The tracks dictated the structure, and certain moments had to happen at specific turns as the lap itself imposed limits.
“I would almost compare it to a musical where you’ve got this choreography that, in terms of the race itself, you have to work within that framework,” he explains.
Mirrione sent them early cuts to director Joseph Kosinski and the stunt team, who adjusted their approach based on how the sequence was playing.
“They could analyze them and adjust events to the turns,” he says, adding that overall flexibility was essential.
“When I was putting that together, I was being pretty loose about it, because I knew the performances were ultimately going to be the thing that dictated what I really cared about when watching the scene.”
Stephen Mirrione on Editing Together Racing, VFX and Dialogue for F1: The Movie

Visual effects were also already in progress by the time Pitt and Idris’ material came in. As a result, Mirrione could see what the reskinned cars or crowds would look like, and only needed to add the performances into the existing build.
“Then it was a matter of going through and ensuring the plan we had set up was working, starting to find the best performances and sliding those in,” Mirrione explains.
The editor, who won an Oscar for best editing on Traffic in 2001 and has been nominated three times since, including for his work on F1, says this film was an incremental process that involved paying attention to all of the tiny details.
“In this movie, stepping out and getting the macro view came much later,” he says.
Because of those myriad components, Mirrione had about 10 times more footage to work with than he usually has.

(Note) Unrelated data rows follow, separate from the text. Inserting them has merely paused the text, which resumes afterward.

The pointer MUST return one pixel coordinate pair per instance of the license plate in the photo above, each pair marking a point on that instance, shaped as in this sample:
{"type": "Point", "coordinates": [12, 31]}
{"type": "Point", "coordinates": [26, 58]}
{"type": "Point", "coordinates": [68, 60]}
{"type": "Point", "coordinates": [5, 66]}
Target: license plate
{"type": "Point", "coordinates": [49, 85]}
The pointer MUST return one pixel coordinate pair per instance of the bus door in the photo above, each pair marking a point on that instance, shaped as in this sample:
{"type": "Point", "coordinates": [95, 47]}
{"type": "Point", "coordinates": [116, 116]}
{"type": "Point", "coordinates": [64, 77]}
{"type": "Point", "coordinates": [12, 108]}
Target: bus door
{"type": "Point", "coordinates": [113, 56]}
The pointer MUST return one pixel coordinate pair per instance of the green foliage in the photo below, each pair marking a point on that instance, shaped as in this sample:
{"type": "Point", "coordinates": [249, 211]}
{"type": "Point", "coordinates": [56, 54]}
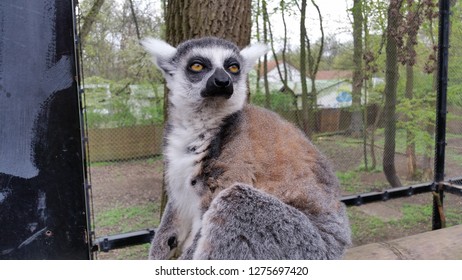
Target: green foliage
{"type": "Point", "coordinates": [119, 104]}
{"type": "Point", "coordinates": [139, 216]}
{"type": "Point", "coordinates": [278, 101]}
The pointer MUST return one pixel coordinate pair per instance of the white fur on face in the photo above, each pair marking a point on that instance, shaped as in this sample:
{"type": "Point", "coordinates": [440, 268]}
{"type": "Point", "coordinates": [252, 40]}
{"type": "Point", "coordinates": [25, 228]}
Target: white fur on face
{"type": "Point", "coordinates": [194, 121]}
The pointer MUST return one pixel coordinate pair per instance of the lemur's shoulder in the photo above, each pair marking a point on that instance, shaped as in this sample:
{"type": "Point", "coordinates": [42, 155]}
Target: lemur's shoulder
{"type": "Point", "coordinates": [273, 132]}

He and his 12-person team had to catalogue and track materials as they came in so that they could easily access what they needed when the right moment arose.
“It’s about planning ahead,” he says. “Making sure there are contingencies, making sure you know exactly what you’re doing, so that when things start to go wrong, which they always do, and things need to change, you’re totally prepared to shift and pivot with that.”
Mirrione says it’s easy to name the most challenging sequence to stitch together.
“The race of Abu Dhabi was almost like a movie unto itself,” he says. “Everything about that race was just a gigantic task — the organization of it, the storytelling, blending the visual effects with the production footage.”
The Abu Dhabi race was captured in two shoots, six months apart. At first, when there wasn’t an active race, the filmmakers gathered controlled material. Then, during the actual event, they had three or four units stationed at different points along the track, capturing moments that had to unfold in real time alongside the race.
“There was a lot of pressure,” Mirrione says. “Everything had to go perfect because the window was closing for being able to pick anything up or fix anything.”
That pressure landed squarely in the edit bay. Footage had to be delivered to him quickly at the end of each day, assembled fast, and evaluated even faster. Everyone knew that once the race ended, there was no going back.
On that final day in Abu Dhabi, Mirrione screened the assembled sequence and flagged something that wasn’t landing.
“I told Joe that when we’re wrapping everybody’s story up, I felt like Kate (Kerry Condon) was being shortchanged,” he recalls. “It was her car, it was her invention for the car that caused this win. And everybody else was getting a little bit of a dialogue of congratulations.”
The film added a moment between her and Ruben, and that scene ended up being one of several refinements that came after watching the full sequence.
“It’s just a constant, layered process of all these little micro decisions,” Mirrione says.
F1: The Movie is now streaming on Apple TV.